City in Minnesota, United States

Strandquist is a city in Lincoln Township of Marshall County, Minnesota, United States. The population was 70 at the 2020 census.

==History==
A post office called Strandquist has been in operation since 1899. The city was named in honor of J. E. Strandquist, a Swedish pioneer merchant, born in 1870, who settled in 1892.

==Geography==
According to the United States Census Bureau, the city has an area of 0.261 sqmi, all land.

==Demographics==

Historical population
| Census | Pop. | Note | %± |
| 1930 | 139 |  | — |
| 1940 | 180 |  | 29.5% |
| 1950 | 208 |  | 15.6% |
| 1960 | 160 |  | −23.1% |
| 1970 | 138 |  | −13.7% |
| 1980 | 136 |  | −1.4% |
| 1990 | 98 |  | −27.9% |
| 2000 | 88 |  | −10.2% |
| 2010 | 69 |  | −21.6% |
| 2020 | 70 |  | 1.4% |
| 2022 (est.) | 69 |  | −1.4% |
U.S. Decennial Census 2020 Census

===2010 census===
As of the 2010 census, there were 69 people, 32 households, and 16 families living in the city. The population density was 265.4 PD/sqmi. There were 47 housing units at an average density of 180.8 /sqmi. The racial makeup of the city was 95.7% White, 1.4% Native American, and 2.9% from other races. Hispanic or Latino of any race were 4.3% of the population.
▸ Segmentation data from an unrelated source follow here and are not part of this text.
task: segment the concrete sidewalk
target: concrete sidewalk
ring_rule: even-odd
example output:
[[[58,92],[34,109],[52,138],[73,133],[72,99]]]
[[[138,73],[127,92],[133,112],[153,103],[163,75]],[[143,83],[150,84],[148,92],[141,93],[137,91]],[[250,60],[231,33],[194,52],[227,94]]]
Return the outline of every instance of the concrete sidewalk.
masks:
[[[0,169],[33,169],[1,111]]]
There were 32 households, of which 31.3% had children under the age of 18 living with them, 34.4% were married couples living together, 9.4% had a female householder with no husband present, 6.3% had a male householder with no wife present, and 50.0% were non-families. 43.8% of all households were made up of individuals, and 12.5% had someone living alone who was 65 years of age or older. The average household size was 2.16 and the average family size was 3.06.
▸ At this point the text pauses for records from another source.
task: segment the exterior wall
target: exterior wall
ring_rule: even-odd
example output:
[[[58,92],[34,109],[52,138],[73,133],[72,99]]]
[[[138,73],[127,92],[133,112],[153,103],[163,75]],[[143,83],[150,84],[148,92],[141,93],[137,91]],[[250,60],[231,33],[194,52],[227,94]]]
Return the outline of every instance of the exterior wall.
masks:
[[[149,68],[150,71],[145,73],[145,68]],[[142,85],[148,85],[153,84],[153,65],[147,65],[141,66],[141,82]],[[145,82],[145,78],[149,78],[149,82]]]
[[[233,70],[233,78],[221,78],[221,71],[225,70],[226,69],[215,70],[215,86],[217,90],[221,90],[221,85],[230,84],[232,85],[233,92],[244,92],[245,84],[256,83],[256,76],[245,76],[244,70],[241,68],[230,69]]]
The median age in the city was 45.2 years. 24.6% of residents were under the age of 18; 5.6% were between the ages of 18 and 24; 18.7% were from 25 to 44; 37.6% were from 45 to 64; and 13% were 65 years of age or older. The gender makeup of the city was 56.5% male and 43.5% female.

===2000 census===
As of the 2000 census, there were 88 people, 39 households, and 23 families living in the city. The population density was 335.6 PD/sqmi. There were 50 housing units at an average density of 190.7 /sqmi. The racial makeup of the city was 96.59% White, 1.14% Native American, 2.27% from other races. Hispanic or Latino of any race were 2.27% of the population.
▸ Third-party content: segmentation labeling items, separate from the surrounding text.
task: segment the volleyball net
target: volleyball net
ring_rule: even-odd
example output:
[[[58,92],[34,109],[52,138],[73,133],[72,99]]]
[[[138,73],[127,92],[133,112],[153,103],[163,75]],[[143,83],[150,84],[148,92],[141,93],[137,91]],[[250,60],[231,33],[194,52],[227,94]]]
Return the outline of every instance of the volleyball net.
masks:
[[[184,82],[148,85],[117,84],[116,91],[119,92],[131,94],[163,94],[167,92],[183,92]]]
There were 39 households, out of which 28.2% had children under the age of 18 living with them, 51.3% were married couples living together, 7.7% had a female householder with no husband present, and 38.5% were non-families. 33.3% of all households were made up of individuals, and 7.7% had someone living alone who was 65 years of age or older. The average household size was 2.26 and the average family size was 2.88.

In the city, the population was spread out, with 23.9% under the age of 18, 3.4% from 18 to 24, 33.0% from 25 to 44, 22.7% from 45 to 64, and 17.0% who were 65 years of age or older. The median age was 38 years. For every 100 females, there were 109.5 males. For every 100 females age 18 and over, there were 103.0 males.

The median income for a household in the city was $19,688, and the median income for a family was $24,375. Males had a median income of $27,500 versus $18,750 for females. The per capita income for the city was $12,962. There were 8.7% of families and 10.8% of the population living below the poverty line, including no under eighteens and 10.5% of those over 64.